Alternatively, the difference in Session 2 training performance could be attributed to sequence-sensitive learning mechanisms. In such a scenario, the order in which items are experienced influences the structure of the current knowledge representation (e.g. Love et al., 2004). Other empirical work strongly suggests that sequence-sensitive learning mechanisms exist (e.g. Carvalho & Goldstone, 2014; Carvalho & Goldstone, 2015). Given the existence of sequence-sensitive learning mechanisms, it is still unclear how best to exploit them to promote more efficient learning. The Session 2 performance difference provides modest evidence that experience with easy items provides better scaffolding for the learning of new items.

Consistent with this interpretation, Hornsby and Love (2014) found that participants who were trained with only prototypical (i.e. easy) mammograms showed better transfer to novel easy and medium mammograms than participants who were trained with randomly presented easy, medium, and hard mammograms. Similar to our results, they found that neither prototype training nor random training transferred to the categorization of hard items (Hornsby & Love, 2014), presumably because hard items constitute exceptional cases that are perceptually dissimilar to the category prototype.

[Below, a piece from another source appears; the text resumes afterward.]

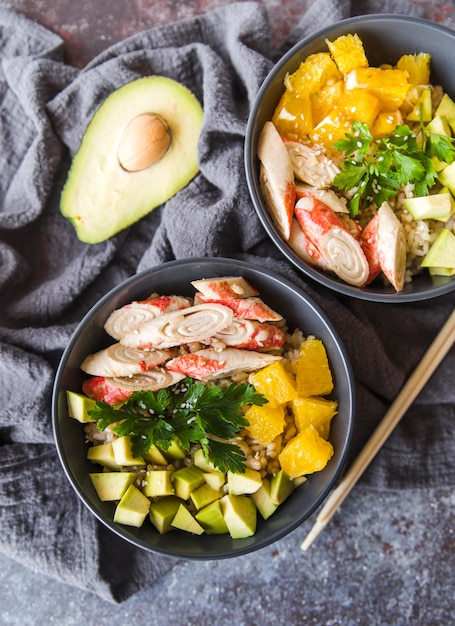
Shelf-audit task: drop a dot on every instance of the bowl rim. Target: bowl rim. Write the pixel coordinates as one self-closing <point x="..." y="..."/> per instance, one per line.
<point x="239" y="549"/>
<point x="320" y="276"/>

Another intriguing difference is that participants in the easy-to-hard condition appeared to retain more knowledge of easy and medium difficulty items at the second post-test. One possible interpretation of these results is that participants trained with the easy-to-hard condition preserve the prototypical category structure of their mental representations better than participants in the hard-to-easy condition. However, the current study does not provide enough evidence to resolve this conjecture. Future work is necessary to conclusively determine which scheduling policy is best for training pigmented melanoma diagnosis.

Conclusions

By using a novel and cost-effective method to compute item difficulty, it was possible to compare an easy-to-hard and hard-to-easy training schedule with real-world images. The results showed that both training schedules were equally effective at improving the trainee’s performance in melanoma diagnosis. By using novel items during the post-tests, the results indicate that the participants acquired generalizable knowledge.

The current study makes two domain-general contributions. First, this work introduced a cost-effective procedure for predicting the difficulty associated with learning real-world medical images. Second, the current study provided an example of how difficulty predictions can be used to systematically sequence trials and potentially improve the efficiency of visual category training. Although melanoma diagnosis was used as an example case, the methods presented in this work generalize to other medical domains, such as radiology, retinopathy, electrocardiogram, and cytology. Like melanoma diagnosis, other medical domains exhibit categories that have fuzzy category boundaries. The results of the current study demonstrate that it is still possible to predict and more efficiently train domains that exhibit highly overlapping categories. The Ease algorithm combined with the difficulty-based schedule has the potential to reduce the costs of training personnel to make medically relevant visual categorizations.